К сожалению, многие из этих пророчеств Богданова оказались близкими к действительности. Известно, что на протяжении 20 – 30-х годов СССР был единственным социалистическим государством на земле, где хозяином положения был еще империализм. Советские люди были уверены, что смертельная схватка с империализмом и фашизмом не только неизбежна, но и близка. Это создавало и атмосферу приподнятости, и атмосферу тревоги.
В Советском Союзе 30-х годов существовала не только память о пережитой недавно Гражданской войне, но и многие пережитки этой войны. Из людей, враждебно настроенных к Советской власти, возникали небольшие и разрозненные контрреволюционные организации. Значительные размеры приняла и шпионско-диверсионная деятельность капиталистических разведок, особенно разведок фашистских государств. Шпионаж, направленный против СССР, не был мифом, хотя это нисколько не оправдывало ни искусственного разжигания страстей, ни шпиономании, ни массовых репрессий. Но простым людям было трудно разглядеть разницу между правильным и неправильным в деятельности НКВД, направляемой Сталиным. Поэтому версия о существовании в СССР разветвленного контрреволюционного подполья могла показаться многим советским людям правдоподобной. В комментариях к своим военным дневникам 1941 года К. М. Симонов писал: «Между процессом Димитрова и заключением пакта о ненападении с фашистской Германией у меня не было никаких сомнений, что война с фашистами непременно будет. Больше того, мыслями о неизбежности этой войны для меня определялось все то, что я делал в те годы как начинающий литератор. Именно этой неизбежностью объяснялись для меня и многие трудности нашей жизни, и та стремительная и напряженная индустриализация страны, свидетелями и участниками которой мы были. В этой же неизбежности войны мы искали объяснения репрессиям 1937 – 1939 годов. Во всяком случае, когда весной 1937 года я узнал о суде над Тухачевским, Якиром и другими нашими военачальниками, я, мальчиком в 20-е годы несколько раз видевший Тухачевского, хотя и содрогнулся, но поверил, что прочитанное мною – правда, что действительно существовал какой-то военный заговор и люди, участвовавшие в нем, – были связаны с Германией и хотели устроить у нас военный переворот. Других объяснений происшедшему у меня тогда не было» [569] .

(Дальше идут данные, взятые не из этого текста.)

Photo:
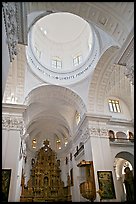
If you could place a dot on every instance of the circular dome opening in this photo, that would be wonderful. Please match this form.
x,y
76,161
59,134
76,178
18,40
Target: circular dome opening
x,y
61,42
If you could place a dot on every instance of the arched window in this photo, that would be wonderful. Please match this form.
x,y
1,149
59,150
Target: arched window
x,y
37,51
34,143
114,106
56,63
121,137
77,117
77,60
111,135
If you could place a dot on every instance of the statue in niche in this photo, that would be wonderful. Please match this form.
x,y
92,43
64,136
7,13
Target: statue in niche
x,y
129,184
33,161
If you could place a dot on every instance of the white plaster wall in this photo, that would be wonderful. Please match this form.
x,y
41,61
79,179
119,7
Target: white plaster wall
x,y
5,58
124,114
19,175
10,155
102,160
31,82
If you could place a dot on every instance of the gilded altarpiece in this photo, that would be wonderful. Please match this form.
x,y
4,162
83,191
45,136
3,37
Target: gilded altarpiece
x,y
45,182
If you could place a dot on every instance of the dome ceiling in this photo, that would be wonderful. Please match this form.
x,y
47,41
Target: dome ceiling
x,y
59,45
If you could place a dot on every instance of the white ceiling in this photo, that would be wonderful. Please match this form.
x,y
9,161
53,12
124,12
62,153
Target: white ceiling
x,y
62,27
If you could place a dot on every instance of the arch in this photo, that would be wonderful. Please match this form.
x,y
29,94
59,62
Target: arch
x,y
98,13
63,94
111,135
121,136
99,80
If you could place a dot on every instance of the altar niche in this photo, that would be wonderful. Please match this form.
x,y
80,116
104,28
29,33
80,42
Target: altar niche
x,y
45,182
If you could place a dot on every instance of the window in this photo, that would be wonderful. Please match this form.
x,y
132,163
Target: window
x,y
77,60
77,117
56,63
34,143
58,143
38,52
114,106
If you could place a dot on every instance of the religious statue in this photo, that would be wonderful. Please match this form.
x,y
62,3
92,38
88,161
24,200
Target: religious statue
x,y
129,184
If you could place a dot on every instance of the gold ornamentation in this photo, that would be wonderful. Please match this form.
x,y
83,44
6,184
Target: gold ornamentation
x,y
45,182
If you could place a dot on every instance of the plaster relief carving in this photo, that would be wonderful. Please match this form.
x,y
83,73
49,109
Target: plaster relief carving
x,y
9,11
9,122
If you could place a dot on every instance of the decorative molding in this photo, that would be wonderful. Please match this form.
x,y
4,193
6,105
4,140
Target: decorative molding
x,y
129,72
12,122
9,11
21,17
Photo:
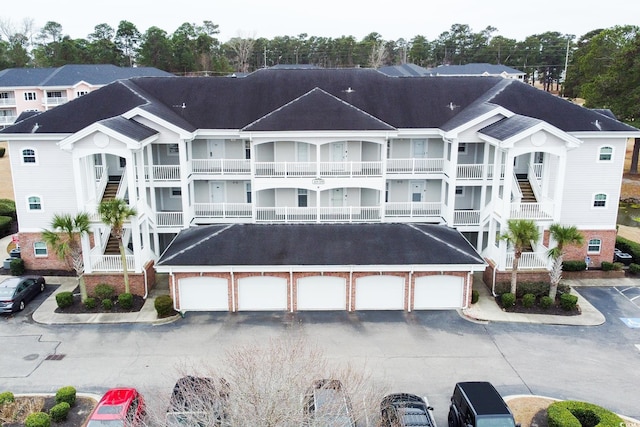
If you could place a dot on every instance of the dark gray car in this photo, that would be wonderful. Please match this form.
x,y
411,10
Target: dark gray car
x,y
16,292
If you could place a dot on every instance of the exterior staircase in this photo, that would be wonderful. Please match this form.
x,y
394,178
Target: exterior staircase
x,y
526,190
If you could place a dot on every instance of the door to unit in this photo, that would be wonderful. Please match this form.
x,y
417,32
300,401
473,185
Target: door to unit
x,y
417,191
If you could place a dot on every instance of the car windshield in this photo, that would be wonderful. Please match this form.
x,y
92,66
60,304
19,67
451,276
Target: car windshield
x,y
6,292
495,422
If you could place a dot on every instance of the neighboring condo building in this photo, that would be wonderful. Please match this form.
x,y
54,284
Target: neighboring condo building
x,y
319,189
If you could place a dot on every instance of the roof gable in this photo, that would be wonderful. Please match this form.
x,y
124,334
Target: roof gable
x,y
317,110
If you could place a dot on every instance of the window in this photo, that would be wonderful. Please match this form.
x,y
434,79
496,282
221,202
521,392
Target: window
x,y
302,198
172,149
594,246
600,200
606,154
34,203
28,155
40,249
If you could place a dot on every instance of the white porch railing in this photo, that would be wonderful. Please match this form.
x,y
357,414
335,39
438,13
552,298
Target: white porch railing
x,y
162,173
412,209
111,263
169,219
528,261
474,171
409,166
466,217
521,210
223,210
318,214
220,166
286,169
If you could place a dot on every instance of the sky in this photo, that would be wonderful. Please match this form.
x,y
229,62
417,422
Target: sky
x,y
331,18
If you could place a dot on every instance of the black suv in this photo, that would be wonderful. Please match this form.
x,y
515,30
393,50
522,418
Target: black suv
x,y
478,404
404,409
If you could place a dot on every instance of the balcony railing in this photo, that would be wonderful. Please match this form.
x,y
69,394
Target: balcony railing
x,y
318,214
162,173
466,217
220,166
528,210
413,209
223,210
528,261
169,219
410,166
111,262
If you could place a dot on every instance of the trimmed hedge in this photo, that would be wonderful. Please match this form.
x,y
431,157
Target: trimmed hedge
x,y
59,412
38,419
630,247
572,413
66,394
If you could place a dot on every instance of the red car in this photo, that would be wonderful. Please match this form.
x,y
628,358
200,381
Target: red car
x,y
119,407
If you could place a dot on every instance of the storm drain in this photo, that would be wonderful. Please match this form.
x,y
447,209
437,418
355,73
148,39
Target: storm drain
x,y
55,357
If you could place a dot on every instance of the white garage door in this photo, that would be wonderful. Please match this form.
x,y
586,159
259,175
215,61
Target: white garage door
x,y
322,293
380,293
203,294
262,293
437,292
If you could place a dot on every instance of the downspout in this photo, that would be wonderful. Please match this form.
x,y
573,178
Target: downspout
x,y
233,291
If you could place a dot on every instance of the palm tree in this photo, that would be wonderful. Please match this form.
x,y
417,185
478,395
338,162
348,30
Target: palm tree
x,y
114,212
520,233
64,238
563,236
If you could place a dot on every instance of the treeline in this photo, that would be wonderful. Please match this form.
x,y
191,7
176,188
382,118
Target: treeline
x,y
602,65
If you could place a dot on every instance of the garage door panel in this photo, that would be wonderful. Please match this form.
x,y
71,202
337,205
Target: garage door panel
x,y
203,294
263,293
438,292
380,293
322,293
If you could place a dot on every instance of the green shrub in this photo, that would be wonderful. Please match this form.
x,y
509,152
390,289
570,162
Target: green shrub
x,y
37,419
64,299
475,296
163,305
546,301
8,208
574,265
59,412
17,267
66,394
528,300
630,247
606,266
103,291
125,300
6,396
568,301
571,413
508,299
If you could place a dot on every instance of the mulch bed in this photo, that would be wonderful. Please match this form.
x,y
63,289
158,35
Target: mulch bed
x,y
75,418
78,307
555,309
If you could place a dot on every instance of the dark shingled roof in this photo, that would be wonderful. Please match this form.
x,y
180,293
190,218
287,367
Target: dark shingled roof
x,y
192,103
319,244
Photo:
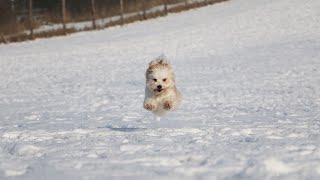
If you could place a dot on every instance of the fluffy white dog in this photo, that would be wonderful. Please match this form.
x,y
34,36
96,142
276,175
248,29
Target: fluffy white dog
x,y
161,94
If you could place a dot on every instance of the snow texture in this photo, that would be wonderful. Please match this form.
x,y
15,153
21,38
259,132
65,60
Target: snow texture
x,y
71,107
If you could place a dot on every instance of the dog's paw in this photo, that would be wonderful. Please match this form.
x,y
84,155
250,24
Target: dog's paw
x,y
167,105
149,106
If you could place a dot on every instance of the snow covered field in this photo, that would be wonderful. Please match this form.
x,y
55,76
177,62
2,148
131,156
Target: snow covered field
x,y
71,107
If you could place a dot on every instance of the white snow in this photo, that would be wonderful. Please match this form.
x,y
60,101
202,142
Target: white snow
x,y
71,107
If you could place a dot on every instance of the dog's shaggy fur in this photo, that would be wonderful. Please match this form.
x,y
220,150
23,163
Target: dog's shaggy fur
x,y
161,94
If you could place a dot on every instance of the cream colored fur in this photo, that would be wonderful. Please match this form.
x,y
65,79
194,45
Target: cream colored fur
x,y
164,99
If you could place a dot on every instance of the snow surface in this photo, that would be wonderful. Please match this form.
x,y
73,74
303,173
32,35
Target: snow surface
x,y
71,107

Среди других советских людей, поверивших в существование в СССР фашистской «пятой колонны», а из молодежи таких было большинство, возникла именно такая психологическая атмосфера, которая нужна была Сталину и существенно облегчила проведение его террористической программы. Жестокость и подозрительность Сталина воспринимались в этой атмосфере как положительные качества. Таким образом, Сталин продолжал и в годы террора опираться на обманутые им массы, используя их порыв к лучшему будущему и любовь к Родине. Свое отступничество от идеалов социалистической революции Сталин всегда прикрывал архиреволюционными фразами, и это мешало трудящимся и молодежи разобраться в истинных мотивах его действий. Но эта же поддержка народа, без которой в нашей стране не мог бы продержаться даже такой тиран, как Сталин, не позволила ему выйти сколько-нибудь далеко за пределы социалистического общественного строя и полностью уничтожить основные социальные завоевания революции. Обманув советских людей, Сталин стрелял по ветеранам революции, выдавая их за врагов. Но он не мог открыто выступить против Ленина, против социализма. Сталин сильно замедлил, но не мог повернуть вспять колесо истории.